What worries me, however, is the snail's pace at which carriers deploy and then upgrade their hosted UC services. I've been speaking with a number of the 40 or so telcos offering Cisco HCS-based services, Many are still running version 8.6 of the software and are in no hurry to upgrade to 9.x despite its enhanced feature set. They're not getting much in the way of pressure from their customers to deliver better mobility and customer support and other features that are central to the latest HCS software rev, so why make the investment right away?

As for BroadSoft, the company says there are 500 service providers offering telephony-centric services based on BroadWorks, but declines to break out how many of these are also offering BroadCloud-based services based on servers running in either the BroadSoft cloud or in the telco's own network. I've asked a handful of telcos about their plans to make instant messaging, web conferencing, and video capabilities available to customers subscribing to their BroadWorks-based services, and each time have been told, "No, we're just going to stick with the telephony-centric services. No need for BroadCloud now thankyouverymuch."

And in the case of Microsoft, I have yet to hear of a telco offering services based on Lync Multitenant Pack. (If you know of any please shoot me a line.) There's at least one telco offering a multitenanted Lync service that it sells to SMBs.

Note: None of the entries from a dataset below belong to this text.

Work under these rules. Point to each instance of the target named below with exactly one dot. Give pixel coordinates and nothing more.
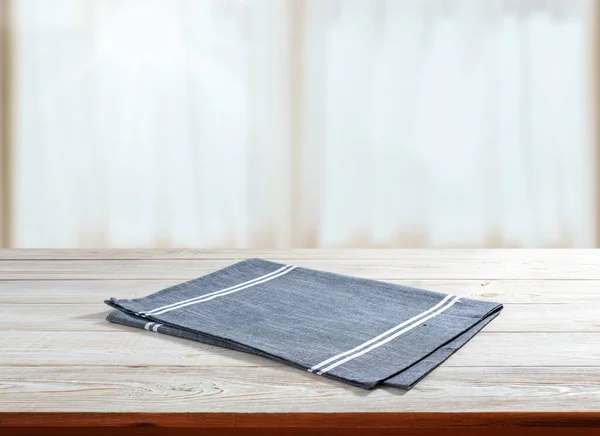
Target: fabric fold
(359, 331)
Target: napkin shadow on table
(359, 331)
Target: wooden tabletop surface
(62, 364)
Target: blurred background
(298, 123)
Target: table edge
(304, 420)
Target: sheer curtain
(310, 123)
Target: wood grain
(532, 318)
(129, 346)
(62, 366)
(505, 291)
(263, 389)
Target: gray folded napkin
(359, 331)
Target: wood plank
(129, 346)
(261, 389)
(582, 317)
(505, 291)
(423, 267)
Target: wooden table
(535, 369)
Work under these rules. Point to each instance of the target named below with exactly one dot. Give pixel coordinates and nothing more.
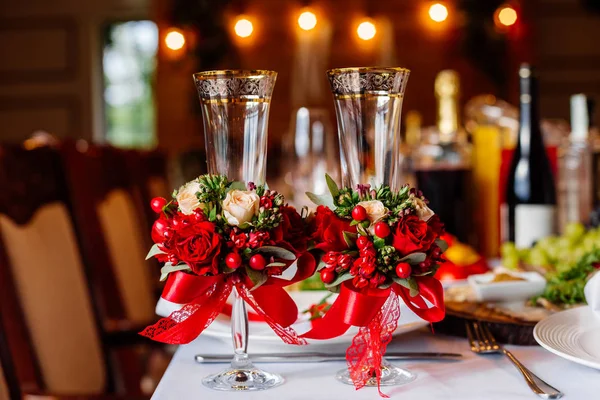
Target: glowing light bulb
(366, 30)
(175, 39)
(243, 27)
(307, 20)
(506, 15)
(438, 12)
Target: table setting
(233, 250)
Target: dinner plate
(572, 334)
(260, 332)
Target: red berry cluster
(364, 268)
(336, 263)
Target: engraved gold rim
(367, 95)
(241, 99)
(344, 70)
(235, 73)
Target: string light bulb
(307, 20)
(438, 12)
(243, 27)
(174, 39)
(505, 15)
(366, 30)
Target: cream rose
(240, 206)
(422, 211)
(375, 210)
(186, 197)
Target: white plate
(532, 284)
(572, 334)
(262, 333)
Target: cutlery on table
(482, 342)
(322, 357)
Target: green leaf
(386, 285)
(276, 265)
(333, 188)
(321, 200)
(257, 277)
(378, 242)
(401, 282)
(441, 244)
(360, 229)
(341, 278)
(414, 288)
(154, 250)
(277, 252)
(350, 238)
(168, 268)
(414, 258)
(212, 216)
(237, 185)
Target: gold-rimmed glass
(368, 103)
(235, 111)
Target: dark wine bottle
(530, 192)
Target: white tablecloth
(490, 377)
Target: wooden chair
(116, 237)
(109, 211)
(48, 318)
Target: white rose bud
(375, 212)
(422, 211)
(240, 206)
(186, 197)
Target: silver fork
(482, 342)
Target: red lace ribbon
(205, 297)
(376, 312)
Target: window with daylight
(129, 62)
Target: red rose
(413, 234)
(259, 239)
(329, 230)
(198, 246)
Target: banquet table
(476, 377)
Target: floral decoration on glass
(216, 235)
(374, 246)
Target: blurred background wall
(52, 75)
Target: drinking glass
(368, 103)
(235, 110)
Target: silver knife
(322, 357)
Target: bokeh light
(438, 12)
(307, 20)
(506, 15)
(175, 39)
(366, 30)
(243, 27)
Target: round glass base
(239, 379)
(390, 376)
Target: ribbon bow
(206, 296)
(376, 312)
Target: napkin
(592, 293)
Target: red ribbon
(205, 297)
(376, 312)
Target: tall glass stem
(235, 109)
(239, 332)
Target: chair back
(41, 259)
(108, 207)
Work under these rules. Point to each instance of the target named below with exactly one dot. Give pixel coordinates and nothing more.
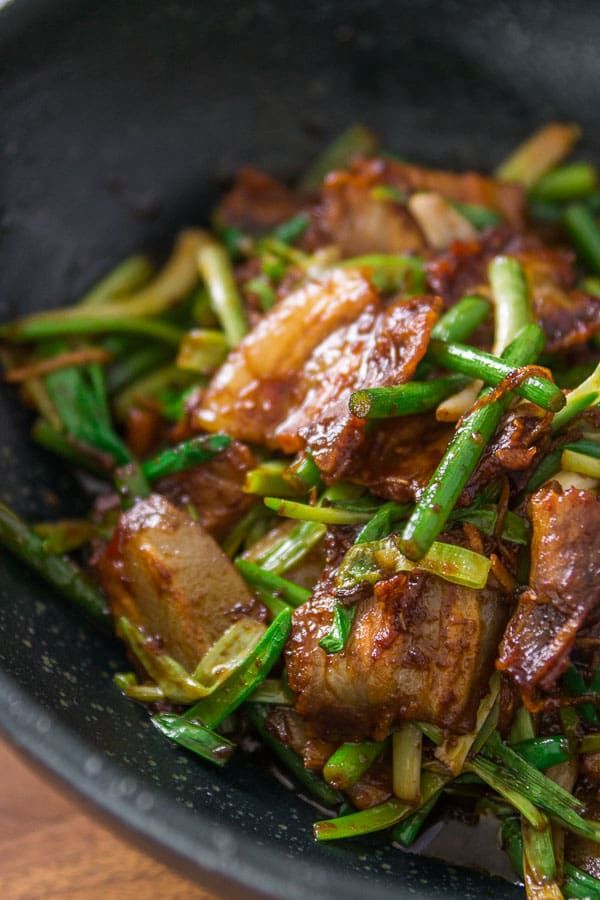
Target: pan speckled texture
(117, 122)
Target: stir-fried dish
(343, 459)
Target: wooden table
(51, 850)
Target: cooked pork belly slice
(420, 648)
(564, 587)
(352, 216)
(288, 383)
(383, 346)
(214, 489)
(568, 316)
(257, 203)
(168, 575)
(515, 450)
(253, 391)
(401, 455)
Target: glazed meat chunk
(166, 574)
(288, 383)
(420, 648)
(355, 217)
(564, 587)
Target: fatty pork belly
(564, 587)
(569, 316)
(288, 383)
(358, 219)
(167, 575)
(420, 648)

But this is something they've built from scratch on their own and, at least for now, have no intention of replacing with the multitenant platform that has Microsoft's seal of approval.

The result of all this is a double lag between the UC solutions that developers sell businesses to deploy on premise and the cloud-based services that telcos sell businesses walking the hosted UC path.

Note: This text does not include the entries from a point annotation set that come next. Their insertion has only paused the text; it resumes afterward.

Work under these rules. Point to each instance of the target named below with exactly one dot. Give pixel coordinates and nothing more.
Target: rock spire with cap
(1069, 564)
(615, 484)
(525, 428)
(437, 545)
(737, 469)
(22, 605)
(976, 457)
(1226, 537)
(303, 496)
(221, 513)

The first lag comes from the time it takes the vendor to bring the hosted UC platform to something resembling parity with its on-premise corollary. The second comes from the telco not upgrading its hosted platform when the developer makes important new releases available.

I fear that this will result in hosted UC services being perpetually behind the UC solutions sold to enterprises for on-prem deployment. And it could stymie the adoption of cloud-based UC at a time when its adoption has the potential of hockey-sticking.

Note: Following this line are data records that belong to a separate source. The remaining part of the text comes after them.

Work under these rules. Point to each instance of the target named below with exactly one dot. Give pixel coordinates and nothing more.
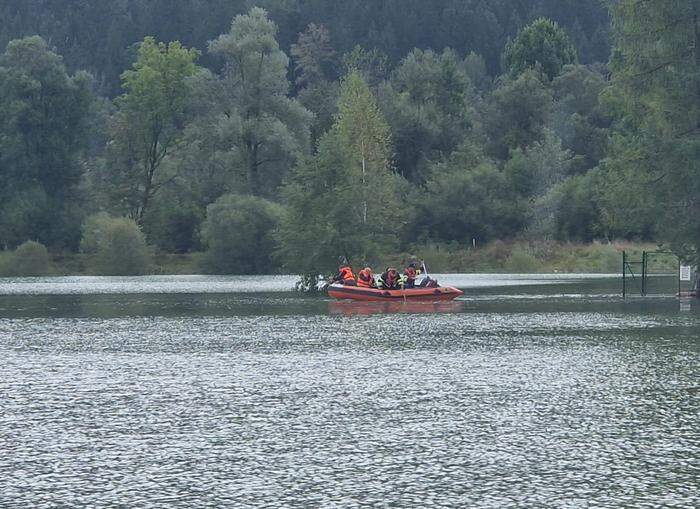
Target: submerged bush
(520, 261)
(29, 259)
(118, 246)
(239, 235)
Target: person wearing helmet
(390, 278)
(409, 275)
(365, 278)
(345, 274)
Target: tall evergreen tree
(262, 128)
(656, 75)
(343, 201)
(42, 133)
(149, 123)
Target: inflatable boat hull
(373, 294)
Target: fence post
(624, 273)
(644, 273)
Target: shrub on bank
(238, 233)
(29, 259)
(117, 245)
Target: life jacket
(391, 279)
(364, 278)
(346, 274)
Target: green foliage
(517, 112)
(102, 41)
(28, 259)
(238, 233)
(465, 202)
(257, 128)
(541, 45)
(343, 200)
(521, 261)
(117, 245)
(148, 125)
(655, 160)
(581, 119)
(42, 125)
(314, 55)
(427, 105)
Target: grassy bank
(503, 257)
(533, 257)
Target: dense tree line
(99, 35)
(302, 131)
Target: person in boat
(389, 280)
(365, 278)
(345, 275)
(409, 276)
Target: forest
(277, 135)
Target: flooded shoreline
(539, 395)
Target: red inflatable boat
(338, 291)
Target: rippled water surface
(530, 391)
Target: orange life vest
(346, 274)
(364, 278)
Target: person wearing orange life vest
(409, 276)
(390, 279)
(365, 278)
(345, 275)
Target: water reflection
(551, 395)
(350, 308)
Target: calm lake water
(530, 391)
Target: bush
(520, 261)
(29, 259)
(238, 233)
(118, 246)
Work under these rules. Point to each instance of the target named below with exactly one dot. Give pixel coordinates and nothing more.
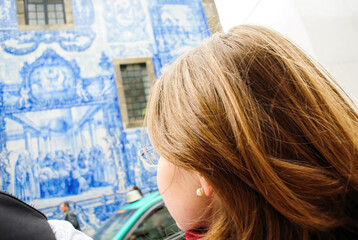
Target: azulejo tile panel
(61, 134)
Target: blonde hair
(269, 130)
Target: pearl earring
(200, 192)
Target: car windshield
(110, 229)
(158, 225)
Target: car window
(111, 227)
(157, 225)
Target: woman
(256, 141)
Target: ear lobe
(208, 189)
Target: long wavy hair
(269, 129)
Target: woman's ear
(208, 189)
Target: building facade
(74, 80)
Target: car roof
(144, 202)
(140, 207)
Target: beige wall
(212, 16)
(326, 29)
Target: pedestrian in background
(70, 215)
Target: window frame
(120, 90)
(21, 10)
(45, 4)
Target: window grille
(45, 12)
(136, 86)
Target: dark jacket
(19, 220)
(72, 218)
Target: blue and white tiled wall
(61, 135)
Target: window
(37, 15)
(134, 78)
(158, 225)
(41, 12)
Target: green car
(147, 218)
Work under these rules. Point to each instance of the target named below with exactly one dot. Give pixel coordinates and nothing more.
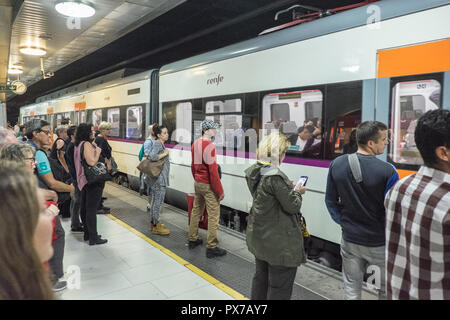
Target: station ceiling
(141, 34)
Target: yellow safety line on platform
(183, 262)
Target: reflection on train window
(297, 115)
(410, 100)
(227, 106)
(343, 115)
(114, 119)
(67, 115)
(134, 122)
(96, 118)
(230, 132)
(83, 117)
(58, 119)
(183, 129)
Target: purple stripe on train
(252, 155)
(237, 154)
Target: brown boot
(160, 230)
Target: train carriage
(334, 72)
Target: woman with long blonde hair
(25, 237)
(274, 233)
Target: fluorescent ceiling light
(76, 9)
(15, 70)
(33, 51)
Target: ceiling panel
(38, 24)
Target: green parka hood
(273, 226)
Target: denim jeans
(356, 261)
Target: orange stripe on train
(416, 59)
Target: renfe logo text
(215, 80)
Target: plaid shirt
(418, 236)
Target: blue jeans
(356, 261)
(158, 193)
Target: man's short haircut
(104, 126)
(310, 129)
(34, 125)
(16, 151)
(4, 133)
(60, 129)
(432, 131)
(71, 131)
(369, 130)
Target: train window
(342, 116)
(82, 116)
(58, 119)
(229, 114)
(134, 122)
(290, 112)
(183, 129)
(96, 118)
(226, 106)
(410, 99)
(114, 119)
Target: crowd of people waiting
(401, 227)
(59, 185)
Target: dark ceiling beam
(123, 64)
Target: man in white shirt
(304, 134)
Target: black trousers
(272, 282)
(56, 262)
(91, 196)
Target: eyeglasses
(47, 132)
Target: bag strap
(353, 161)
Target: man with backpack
(356, 186)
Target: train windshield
(410, 100)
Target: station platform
(137, 265)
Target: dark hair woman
(25, 237)
(91, 194)
(158, 184)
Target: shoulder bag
(94, 174)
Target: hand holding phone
(302, 181)
(300, 186)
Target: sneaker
(193, 244)
(77, 229)
(97, 241)
(160, 230)
(215, 252)
(59, 286)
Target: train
(336, 71)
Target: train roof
(345, 20)
(119, 77)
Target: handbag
(151, 168)
(94, 174)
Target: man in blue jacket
(356, 187)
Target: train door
(288, 111)
(134, 122)
(410, 83)
(228, 113)
(183, 131)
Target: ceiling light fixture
(33, 51)
(15, 70)
(75, 8)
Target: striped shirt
(418, 236)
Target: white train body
(292, 77)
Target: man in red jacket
(208, 189)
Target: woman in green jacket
(273, 229)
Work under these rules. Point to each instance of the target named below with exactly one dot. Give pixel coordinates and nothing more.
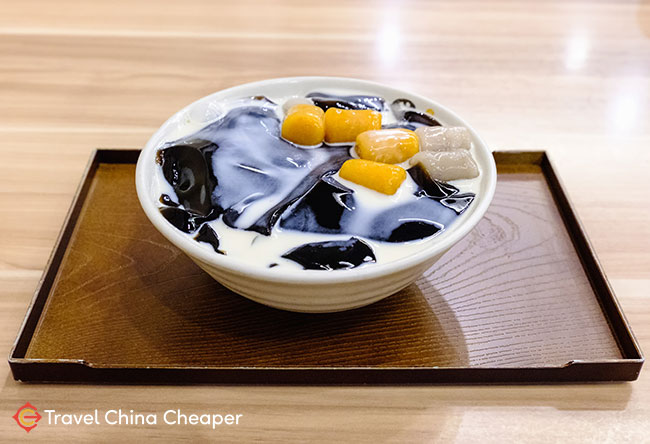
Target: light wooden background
(570, 77)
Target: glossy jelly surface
(237, 187)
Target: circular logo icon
(27, 417)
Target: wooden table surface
(569, 77)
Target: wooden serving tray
(521, 299)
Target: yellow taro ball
(380, 177)
(304, 125)
(387, 146)
(344, 125)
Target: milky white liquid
(260, 250)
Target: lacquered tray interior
(513, 294)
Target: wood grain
(511, 294)
(570, 77)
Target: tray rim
(626, 368)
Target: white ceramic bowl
(311, 290)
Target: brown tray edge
(626, 369)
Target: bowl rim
(240, 267)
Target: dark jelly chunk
(186, 167)
(413, 230)
(185, 220)
(326, 101)
(321, 209)
(332, 255)
(406, 115)
(208, 235)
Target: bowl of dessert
(315, 194)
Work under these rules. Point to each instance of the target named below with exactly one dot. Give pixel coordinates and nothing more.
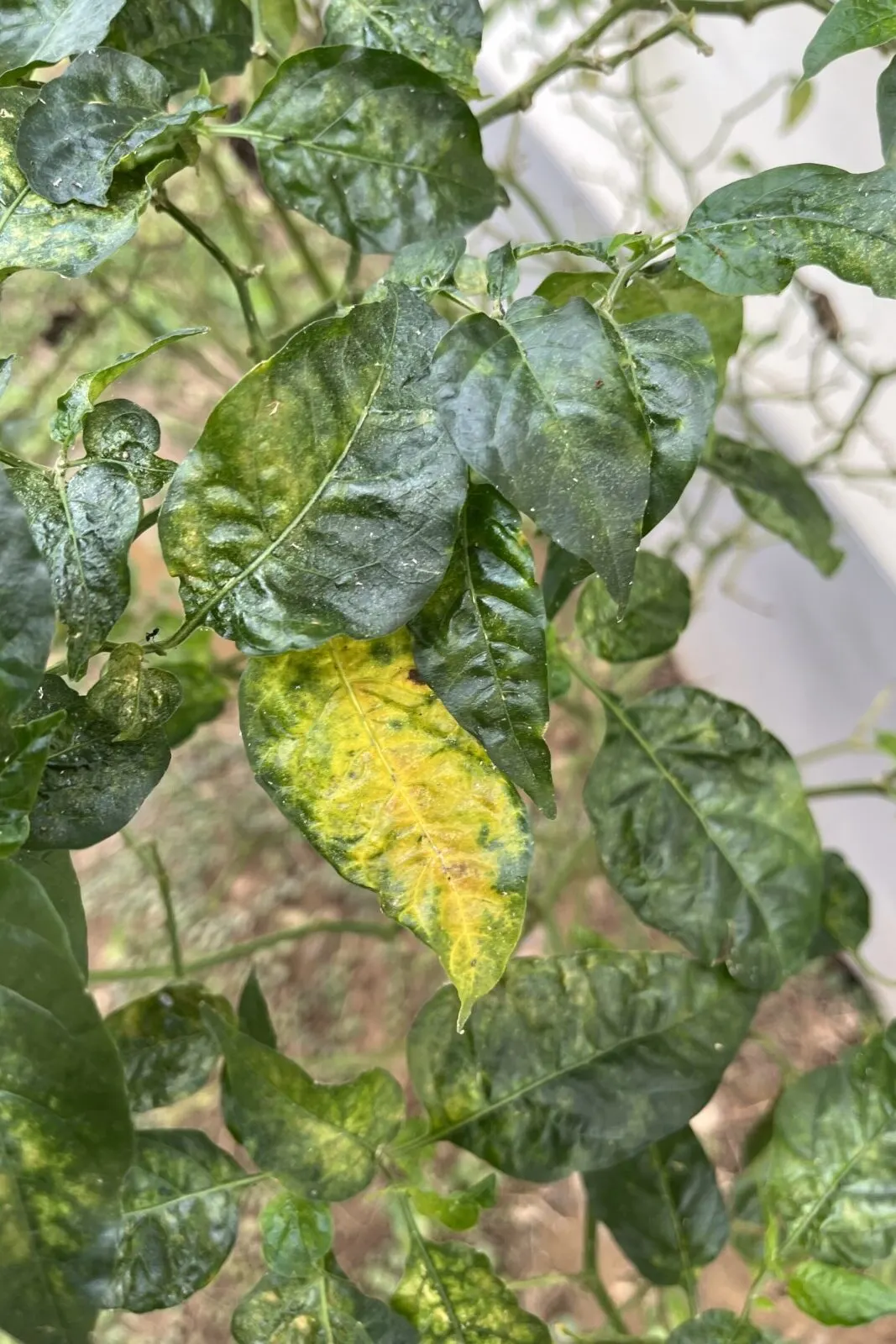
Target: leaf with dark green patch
(750, 237)
(577, 1062)
(705, 830)
(165, 1047)
(322, 496)
(658, 611)
(479, 644)
(65, 1129)
(775, 494)
(372, 147)
(664, 1209)
(320, 1140)
(445, 38)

But I tend to geek out over features and parity issues. Businesses making UC service buying decisions are likely to be more focused on other issues, such as overall cost, op-ex purchases, ease of deployment, and adopting UC services from a telco, VAR, or other partner with which they already have a trusted business relationship. So the lag may be just that--a delay, but not necessarily a deterrence from businesses' continued adoption of UC on a hosted basis.